Oil prices fell Wednesday after the government reported slower retail sales and a drop in spending at the pump.
If Americans aren't shopping, they don't need to swing by the gas station for a fill-up quite as often.
Benchmark crude lost 70 cents Wednesday to finish at $82.62 per barrel. Brent crude, which is used to price international oil and to make gasoline in much of the U.S., fell 25 cents to end at $96.72.
The Commerce Department said Wednesday that retail spending slipped 0.2 percent in May, following an identical decline in April. Slow sales at gasoline stations helped push overall spending down. But even when the effect of volatile gasoline spending was excluded, retail spending rose just 0.1 percent, a disappointment to economists.
It's a sign that consumers have pulled back. If consumers stay home and shippers move fewer goods, they will burn less gasoline and diesel, and demand for crude to make the fuel will fall.
Meanwhile the Energy Department said crude supplies fell by 200,000 barrels last week, though they remain relatively high for this time of year. Gasoline supplies shrank by 1.7 million barrels, however, leaving stocks slightly below average.
Analysts expected an increase in gasoline supplies. The decline was surprising because U.S. gasoline demand has been weak. The supply report briefly pushed oil higher before it retreated to negative territory.
Jim Ritterbusch, an independent oil trader and analyst, said it is likely that exports of gasoline from the Gulf Coast to Latin America and other countries led to the drain in gasoline stocks, not any rebound in U.S. demand.
U.S. retail gasoline prices fell less than a penny to $3.539 per gallon overnight. That's 16 cents per gallon less than a year ago and 40 cents less than this year's high, set on April 6. Even though lower gasoline sales dragged down retail spending last month, economists think declining pump prices could help boost retail spending somewhat in months to come by giving drivers more money to spend on other things.
Oil prices fluctuated throughout the day because the oil market is skittish ahead of several upcoming events that could influence global supply and demand:
_ On Thursday the Organization of Petroleum Exporting Countries will meet in Vienna.

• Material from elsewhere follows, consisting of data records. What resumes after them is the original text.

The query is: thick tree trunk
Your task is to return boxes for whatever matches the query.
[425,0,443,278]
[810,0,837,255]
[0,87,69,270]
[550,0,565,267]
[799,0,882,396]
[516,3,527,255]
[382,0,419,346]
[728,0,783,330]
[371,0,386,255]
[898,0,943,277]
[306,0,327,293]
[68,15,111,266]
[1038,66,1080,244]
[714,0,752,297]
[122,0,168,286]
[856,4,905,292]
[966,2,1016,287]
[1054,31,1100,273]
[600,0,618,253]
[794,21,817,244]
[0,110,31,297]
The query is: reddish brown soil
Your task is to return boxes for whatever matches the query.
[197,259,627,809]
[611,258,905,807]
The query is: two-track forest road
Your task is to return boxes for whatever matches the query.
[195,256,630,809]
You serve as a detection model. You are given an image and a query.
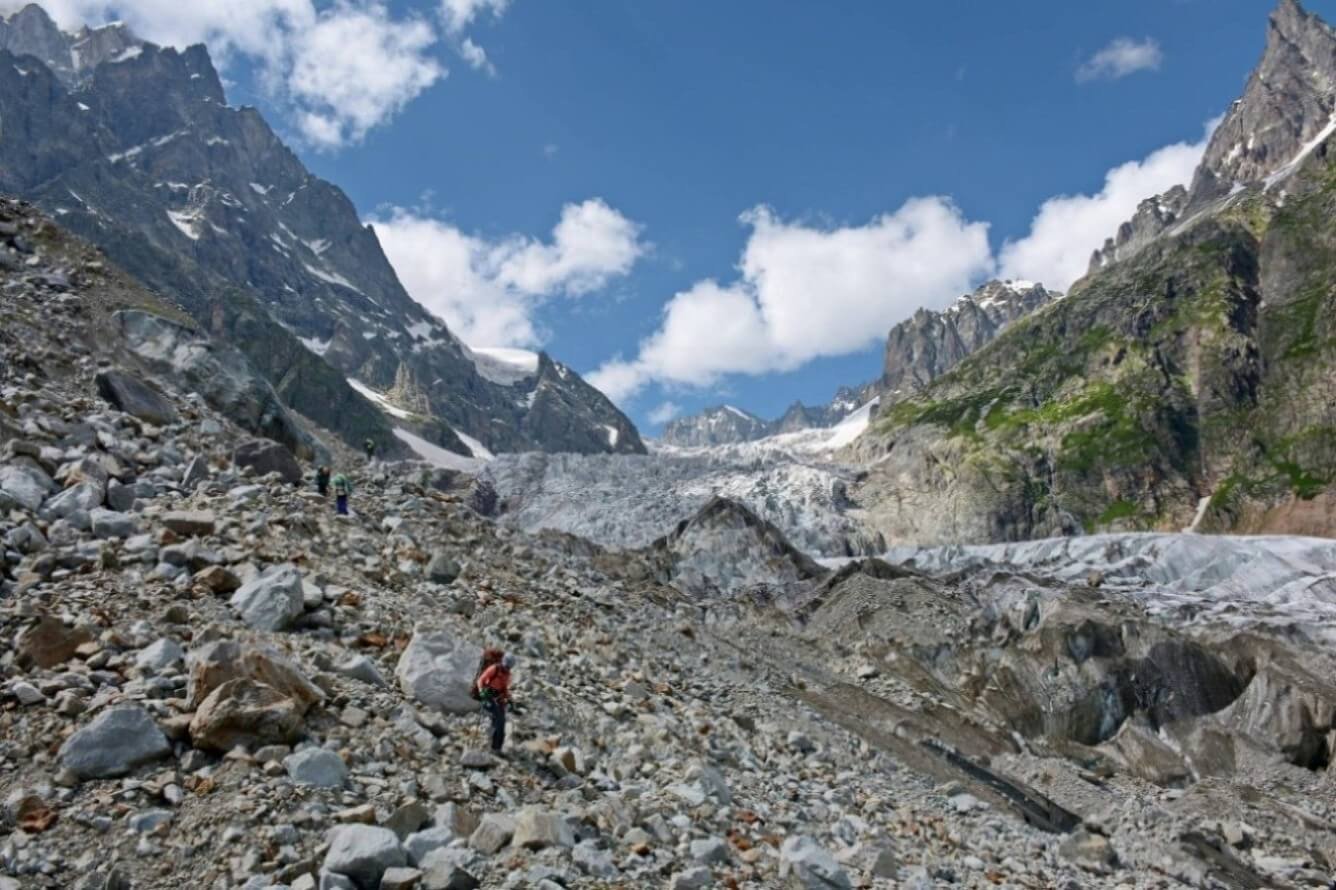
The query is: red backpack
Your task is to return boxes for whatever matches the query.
[469,649,505,700]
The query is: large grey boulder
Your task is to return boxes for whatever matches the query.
[59,706,171,779]
[283,748,347,788]
[232,438,302,485]
[96,370,176,426]
[510,807,576,850]
[394,631,482,714]
[41,482,107,520]
[231,564,305,631]
[779,835,854,890]
[114,309,321,457]
[0,461,56,510]
[323,825,407,890]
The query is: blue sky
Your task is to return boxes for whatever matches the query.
[28,0,1336,434]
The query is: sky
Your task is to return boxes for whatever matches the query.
[10,0,1336,434]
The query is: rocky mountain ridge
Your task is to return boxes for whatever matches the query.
[0,5,644,454]
[851,0,1336,544]
[660,281,1062,448]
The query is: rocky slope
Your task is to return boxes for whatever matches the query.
[855,0,1336,544]
[13,196,1336,890]
[0,5,644,454]
[660,277,1052,448]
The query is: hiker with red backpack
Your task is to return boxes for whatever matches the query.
[473,649,516,754]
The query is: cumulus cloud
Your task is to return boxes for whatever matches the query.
[998,118,1220,290]
[649,402,681,426]
[371,198,649,346]
[0,0,508,148]
[1077,37,1164,83]
[589,198,993,400]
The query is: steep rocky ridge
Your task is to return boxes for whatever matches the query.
[855,0,1336,544]
[660,281,1062,448]
[0,7,643,453]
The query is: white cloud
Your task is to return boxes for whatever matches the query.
[649,402,681,426]
[287,5,445,147]
[998,118,1220,290]
[0,0,508,148]
[371,198,648,346]
[589,198,993,400]
[1077,37,1164,83]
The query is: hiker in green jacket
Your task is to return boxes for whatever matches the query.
[330,473,353,516]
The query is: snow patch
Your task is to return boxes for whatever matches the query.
[454,430,496,461]
[468,346,538,386]
[394,428,485,473]
[299,334,334,355]
[167,210,199,241]
[1264,115,1336,191]
[347,377,413,420]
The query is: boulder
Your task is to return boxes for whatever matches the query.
[322,825,407,890]
[283,748,347,785]
[59,706,171,779]
[135,637,186,671]
[418,847,482,890]
[231,564,306,631]
[96,370,176,426]
[232,438,302,485]
[190,679,306,752]
[163,510,218,537]
[41,482,107,518]
[15,615,92,668]
[469,812,514,857]
[394,631,482,714]
[779,835,854,890]
[426,551,470,584]
[510,807,576,850]
[195,565,242,595]
[187,640,325,714]
[88,508,139,540]
[0,460,56,510]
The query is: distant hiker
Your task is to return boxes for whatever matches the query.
[477,655,514,754]
[469,647,505,702]
[330,473,353,516]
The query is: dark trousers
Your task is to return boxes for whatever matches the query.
[482,699,505,751]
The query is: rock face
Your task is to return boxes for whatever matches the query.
[854,0,1336,543]
[659,385,878,448]
[0,5,644,457]
[660,405,770,448]
[232,440,302,485]
[98,370,176,426]
[880,281,1062,401]
[115,309,320,460]
[231,565,305,631]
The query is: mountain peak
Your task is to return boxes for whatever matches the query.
[1188,0,1336,204]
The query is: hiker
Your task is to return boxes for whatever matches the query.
[477,655,514,754]
[330,473,353,516]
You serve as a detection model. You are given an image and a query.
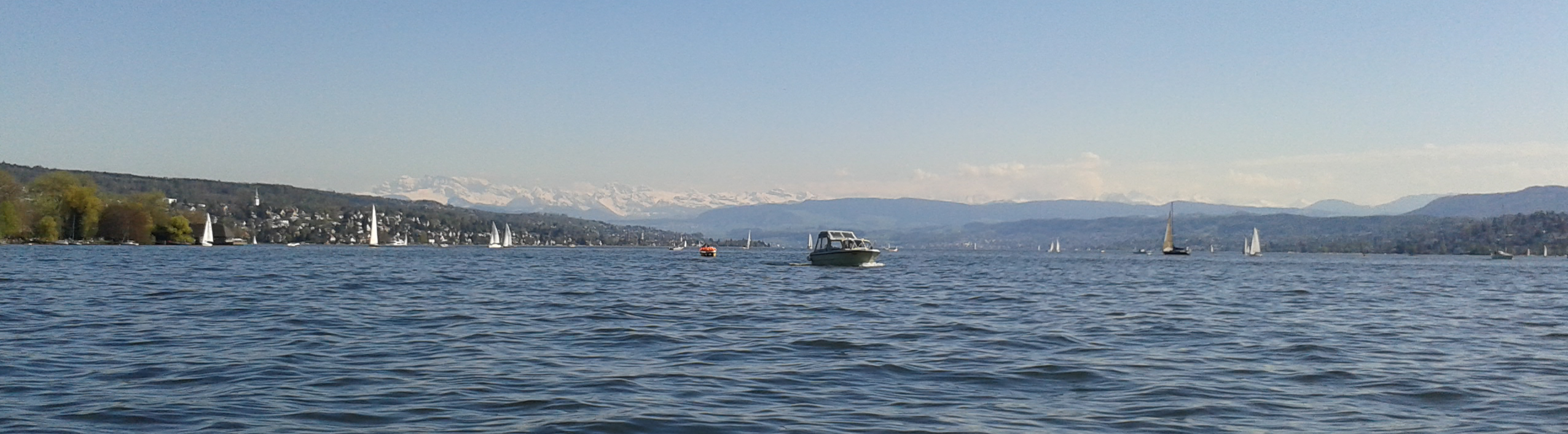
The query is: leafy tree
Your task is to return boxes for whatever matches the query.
[33,216,60,243]
[99,202,152,243]
[0,200,26,238]
[28,171,103,240]
[152,216,196,245]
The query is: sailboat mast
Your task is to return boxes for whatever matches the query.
[1162,202,1176,251]
[370,205,381,246]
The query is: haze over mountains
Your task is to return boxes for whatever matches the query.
[370,175,815,221]
[372,175,1443,232]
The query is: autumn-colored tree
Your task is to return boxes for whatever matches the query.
[99,202,152,245]
[33,216,60,243]
[28,172,103,240]
[152,216,196,245]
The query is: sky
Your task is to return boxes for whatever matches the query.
[0,2,1568,205]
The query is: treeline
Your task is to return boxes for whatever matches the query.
[0,171,194,243]
[0,163,702,246]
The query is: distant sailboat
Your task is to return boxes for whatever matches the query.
[201,213,212,248]
[1242,227,1264,257]
[370,205,381,248]
[1160,202,1187,255]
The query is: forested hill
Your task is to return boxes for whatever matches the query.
[0,163,701,246]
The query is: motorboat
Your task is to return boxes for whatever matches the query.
[806,231,881,266]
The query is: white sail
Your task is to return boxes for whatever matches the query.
[1247,227,1264,257]
[370,205,381,248]
[1160,202,1176,252]
[201,215,212,246]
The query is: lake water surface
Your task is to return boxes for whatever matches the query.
[0,246,1568,432]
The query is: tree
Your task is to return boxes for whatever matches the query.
[0,200,26,238]
[0,171,28,238]
[33,216,60,243]
[152,216,196,245]
[99,202,152,243]
[28,172,103,240]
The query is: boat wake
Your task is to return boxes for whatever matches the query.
[784,262,887,268]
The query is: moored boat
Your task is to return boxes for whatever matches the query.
[806,231,881,266]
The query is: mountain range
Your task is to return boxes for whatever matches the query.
[373,177,1568,245]
[369,175,1444,224]
[369,175,815,221]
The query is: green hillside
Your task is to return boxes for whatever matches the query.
[0,163,701,246]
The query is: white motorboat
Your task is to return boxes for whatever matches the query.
[806,231,881,266]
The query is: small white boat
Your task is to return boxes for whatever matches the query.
[370,205,381,248]
[806,231,881,266]
[201,213,213,248]
[1242,227,1264,257]
[1160,202,1187,255]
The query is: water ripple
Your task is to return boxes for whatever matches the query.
[0,246,1568,432]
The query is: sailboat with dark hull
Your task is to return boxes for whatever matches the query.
[1160,202,1187,255]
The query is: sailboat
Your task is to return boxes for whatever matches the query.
[1160,202,1187,255]
[370,205,381,248]
[1242,227,1264,257]
[201,213,212,248]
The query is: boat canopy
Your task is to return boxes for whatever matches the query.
[812,231,873,251]
[817,231,858,240]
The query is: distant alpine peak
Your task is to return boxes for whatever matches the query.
[370,175,817,219]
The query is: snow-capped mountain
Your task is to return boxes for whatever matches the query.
[370,175,813,219]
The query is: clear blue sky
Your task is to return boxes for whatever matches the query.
[0,2,1568,203]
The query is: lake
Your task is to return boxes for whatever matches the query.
[0,246,1568,432]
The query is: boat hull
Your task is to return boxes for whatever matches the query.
[806,249,881,266]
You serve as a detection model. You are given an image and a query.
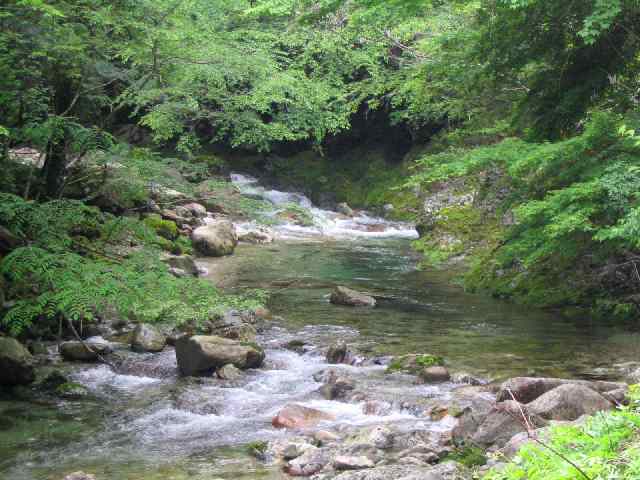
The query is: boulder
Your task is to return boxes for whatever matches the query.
[418,365,451,383]
[191,220,238,257]
[319,370,355,400]
[238,226,276,245]
[336,202,354,217]
[326,341,354,365]
[285,448,331,477]
[0,337,35,385]
[527,383,614,421]
[496,377,625,403]
[206,310,256,342]
[216,363,242,380]
[330,287,376,307]
[333,455,375,470]
[162,254,200,277]
[182,202,207,218]
[271,403,334,428]
[471,400,546,448]
[131,323,167,352]
[60,341,111,362]
[64,472,96,480]
[176,335,264,376]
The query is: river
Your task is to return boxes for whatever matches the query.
[0,175,640,480]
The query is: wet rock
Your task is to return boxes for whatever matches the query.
[60,341,111,362]
[471,400,546,448]
[336,202,354,217]
[162,254,199,277]
[282,442,318,460]
[285,448,331,477]
[55,382,89,400]
[326,341,354,365]
[238,226,276,245]
[216,363,242,380]
[346,425,396,450]
[64,472,96,480]
[419,366,451,383]
[319,370,355,400]
[313,430,340,444]
[330,287,376,307]
[499,429,542,458]
[181,202,207,218]
[131,323,167,352]
[176,335,264,376]
[333,455,375,470]
[527,384,614,420]
[271,403,334,428]
[451,372,487,387]
[387,353,444,374]
[206,310,256,342]
[191,220,238,257]
[0,337,35,385]
[496,377,625,403]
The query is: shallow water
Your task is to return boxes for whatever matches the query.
[0,176,640,480]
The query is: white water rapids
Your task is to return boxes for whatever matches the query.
[231,173,418,240]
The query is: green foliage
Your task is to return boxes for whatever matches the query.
[484,392,640,480]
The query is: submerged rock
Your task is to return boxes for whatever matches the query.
[333,455,375,470]
[330,287,376,307]
[0,337,35,385]
[191,220,238,257]
[271,403,335,428]
[418,365,451,383]
[176,335,264,376]
[131,323,167,352]
[60,341,111,362]
[496,377,626,403]
[216,363,242,380]
[527,384,614,420]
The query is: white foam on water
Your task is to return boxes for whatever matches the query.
[231,173,418,240]
[73,365,160,393]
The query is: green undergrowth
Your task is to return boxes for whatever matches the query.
[484,385,640,480]
[405,112,640,318]
[0,194,264,336]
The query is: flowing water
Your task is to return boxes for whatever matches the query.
[0,175,640,480]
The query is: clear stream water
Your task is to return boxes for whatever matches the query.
[0,175,640,480]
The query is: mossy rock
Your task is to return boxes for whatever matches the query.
[144,214,178,241]
[387,353,444,374]
[55,382,89,400]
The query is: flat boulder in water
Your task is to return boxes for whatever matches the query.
[131,323,167,352]
[0,337,35,385]
[527,383,613,420]
[60,341,111,362]
[191,220,238,257]
[271,403,335,428]
[330,287,376,307]
[176,335,264,376]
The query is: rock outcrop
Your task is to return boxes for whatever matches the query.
[330,287,376,307]
[176,335,264,376]
[191,220,238,257]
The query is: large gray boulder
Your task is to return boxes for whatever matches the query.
[0,337,35,385]
[471,400,546,447]
[191,220,238,257]
[271,403,335,428]
[496,377,625,403]
[527,383,614,421]
[176,335,264,376]
[330,287,376,307]
[60,341,111,362]
[131,323,167,352]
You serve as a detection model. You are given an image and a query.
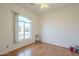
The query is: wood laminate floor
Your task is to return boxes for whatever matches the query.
[3,43,79,56]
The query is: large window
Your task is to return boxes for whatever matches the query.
[15,15,32,42]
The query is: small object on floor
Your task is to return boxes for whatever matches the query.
[75,46,79,53]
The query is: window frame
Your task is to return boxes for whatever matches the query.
[14,13,32,43]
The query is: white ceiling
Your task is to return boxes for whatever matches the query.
[18,3,79,15]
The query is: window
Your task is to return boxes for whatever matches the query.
[15,15,32,42]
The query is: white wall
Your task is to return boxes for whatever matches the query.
[0,4,37,54]
[39,6,79,48]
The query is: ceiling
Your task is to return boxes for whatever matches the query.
[18,3,79,15]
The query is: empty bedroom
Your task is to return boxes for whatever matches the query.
[0,3,79,56]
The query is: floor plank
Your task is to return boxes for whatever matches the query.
[2,43,79,56]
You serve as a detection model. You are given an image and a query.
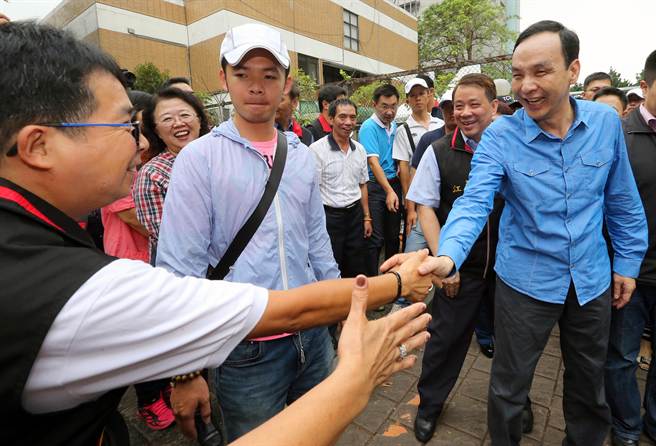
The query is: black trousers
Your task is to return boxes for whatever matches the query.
[487,279,611,446]
[323,200,365,277]
[417,272,495,418]
[365,178,403,277]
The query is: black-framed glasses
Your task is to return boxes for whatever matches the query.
[7,121,141,156]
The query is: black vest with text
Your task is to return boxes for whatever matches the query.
[0,178,125,446]
[432,129,503,276]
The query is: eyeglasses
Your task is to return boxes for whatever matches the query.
[157,112,198,127]
[7,121,141,156]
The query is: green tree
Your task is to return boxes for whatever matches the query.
[418,0,515,65]
[292,68,318,101]
[608,67,633,88]
[134,62,171,94]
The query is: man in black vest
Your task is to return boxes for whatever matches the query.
[600,51,656,446]
[408,74,532,442]
[0,22,438,445]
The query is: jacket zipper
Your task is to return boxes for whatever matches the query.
[273,193,289,290]
[483,217,490,279]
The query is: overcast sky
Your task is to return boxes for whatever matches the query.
[0,0,656,81]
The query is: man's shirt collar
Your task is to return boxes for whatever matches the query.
[522,97,590,144]
[328,133,355,152]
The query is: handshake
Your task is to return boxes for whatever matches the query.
[380,249,455,302]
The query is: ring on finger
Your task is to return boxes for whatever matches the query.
[399,344,408,361]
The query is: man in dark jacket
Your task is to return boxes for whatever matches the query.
[408,74,528,442]
[606,51,656,446]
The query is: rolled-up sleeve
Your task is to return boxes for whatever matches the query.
[604,120,647,277]
[438,128,505,269]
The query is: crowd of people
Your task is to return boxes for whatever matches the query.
[0,12,656,446]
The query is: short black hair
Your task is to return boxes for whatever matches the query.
[583,71,613,90]
[143,88,210,158]
[373,84,401,103]
[328,98,358,118]
[0,21,125,155]
[592,87,629,110]
[161,76,191,90]
[417,74,435,88]
[644,50,656,87]
[128,90,153,113]
[317,84,348,113]
[513,20,579,67]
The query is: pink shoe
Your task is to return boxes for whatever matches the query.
[138,396,175,431]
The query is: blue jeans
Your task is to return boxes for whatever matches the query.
[606,285,656,440]
[214,327,335,442]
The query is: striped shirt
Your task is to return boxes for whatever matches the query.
[132,150,176,252]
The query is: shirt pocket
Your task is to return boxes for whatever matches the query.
[576,147,614,196]
[512,161,553,201]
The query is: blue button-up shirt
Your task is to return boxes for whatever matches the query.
[438,100,647,305]
[156,120,339,290]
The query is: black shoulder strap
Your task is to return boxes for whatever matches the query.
[403,122,416,153]
[207,132,287,280]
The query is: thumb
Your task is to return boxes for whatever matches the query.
[348,274,369,319]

OPEC could decide to restrict production in an effort to reverse a decline in the price of crude. Oil has fallen 24 percent since late February.
_ More U.S. economic data will be released this week, including initial jobless claims for the first week in June and industrial production in May.
_ An election in Greece that could lead the country to abandon the euro has traders worried that the European financial crisis could worsen.
_ Early next week leaders from six global powers will try to convince Iran to abandon its nuclear ambitions when the two sides meet in Moscow.
Iran's pursuit of nuclear technology has led the West to tighten sanctions against the country in hopes of depriving the country of revenue from oil sales. A European embargo of Iranian oil is set to take effect July 1.
Concerns over Iran's possible reaction to the new sanctions sent oil sharply higher early this year, but worries have dissipated since Iran has agreed to participate in talks. If the talks break down, worries over supply disruptions from the Middle East could return to the market and push prices higher, experts say.
"We have such a basket of risk, we're up, we're down, it's a trader's market," says Rich Ilczyszyn, founder of iiTrader.com.
In other trading, heating oil fell a penny to finish at $2.611 per gallon, wholesale gasoline rose less than a cent to end at $2.655 per gallon and natural gas fell 4.7 cents to finish at $2.185 per 1,000 cubic feet.